NASA Administrator Bill Nelson announces award for Blue Origin
NASA Administrator Bill Nelson announces Blue Origin’s selection on May 19 to build a human landing system for future Artemis missions to the moon. (NASA Photo / Aubrey Gemignani)

NASA Administrator Bill Nelson will visit Jeff Bezos’ Blue Origin space venture in Kent, Wash., to get a firsthand look at the Seattle area’s growing space industry.

Next Wednesday’s Washington State Space Summit will feature a trade show with nearly 20 regional space companies, plus a panel discussion that will focus on the economic opportunities opening up on the space frontier over the coming decade. The summit will be hosted by Sen. Maria Cantwell, the Washington Democrat who chairs the Senate committee that oversees NASA — and who played a leading role in passage of the $280 billion CHIPS and Science Act last year.

“Washington’s space industry has doubled in just four years, a success story our whole state can be proud of,” Cantwell said today in a news release announcing the summit. “More than 13,000 Washingtonians work in this growing industry, which will help send the first American woman to the moon and the first person to Mars.”

Cantwell said Nelson “will see for himself what new investments in the state can deliver for the nation – from high-rate composite aircraft manufacturing to building new space stations.” Boeing has been pioneering aerospace applications for carbon composites at its aircraft manufacturing facilities in the Seattle area, while Blue Origin and Marysville, Wash.-based Gravitics are among regional companies working on commercial space stations.

Nelson said that “NASA’s work with Washington commercial space companies and academic institutions demonstrates the power of investing in America.”

He took particular note of the role of Washington state companies in facilitating NASA’s Artemis program, which aims to land astronauts on the moon in the 2025-2026 time frame.

“NASA partnerships in the state are creating good-paying American jobs and fueling groundbreaking research and technology that will help propel humans back to the moon and onward to Mars,” Nelson, a former U.S. senator, said in today’s news release. “With the help of Washingtonians, NASA will make new and more exciting discoveries while also inspiring the Artemis Generation — the next generation of scientists, engineers, technicians and explorers.”

Sen. Maria Cantwell and NASA Administrator Bill Nelson
NASA Administrator Bill Nelson chats with Sen. Maria Cantwell, D-Wash., prior to a Senate committee hearing focusing on NASA’s budget proposal and priorities in May. (NASA Photo / Bill Ingalls)

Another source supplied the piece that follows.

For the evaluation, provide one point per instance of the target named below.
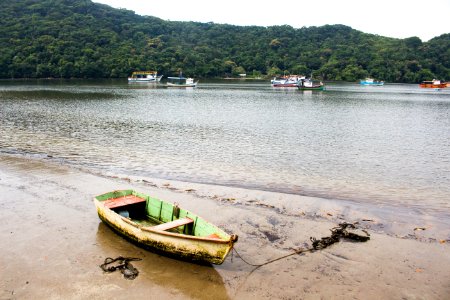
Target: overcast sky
(392, 18)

Blue Origin is the Seattle area’s largest space company, based on employment estimates, and its projects range from the New Shepard suborbital launch system to the orbital-class New Glenn rocket and the Orbital Reef space station concept. In May, NASA awarded $3.4 billion to a team led by Blue Origin to build a crew-capable lunar landing system that would provide an alternative to SpaceX’s Starship lander.

Blue Origin CEO Bob Smith will join Cantwell and Nelson for the summit’s panel discussion. Other industry representatives include Stoke Space CEO Andy Lapsa, Starfish Space co-founder Austin Link and Gravitics CEO Colin Doughan. Nikki Malcolm, CEO and executive director of the Pacific Northwest Aerospace Alliance, will also be there.

The STEM education community will be represented by Jihui Yang, vice dean of the University of Washington’s College of Engineering; Mary Rezac, dean of Washington State University’s Voiland College of Engineering and Architecture; and Kareen Morales Vincent, an aerospace manufacturing and maintenance instructor at the Sno-Isle TECH Skills Center. In addition, Washington state students have also been invited to sit in at the summit.

Stoke Space, Starfish Space, Gravitics, Ultra Safe Nuclear Corp., MagniX and Off Planet Research will be among the exhibitors at the trade show.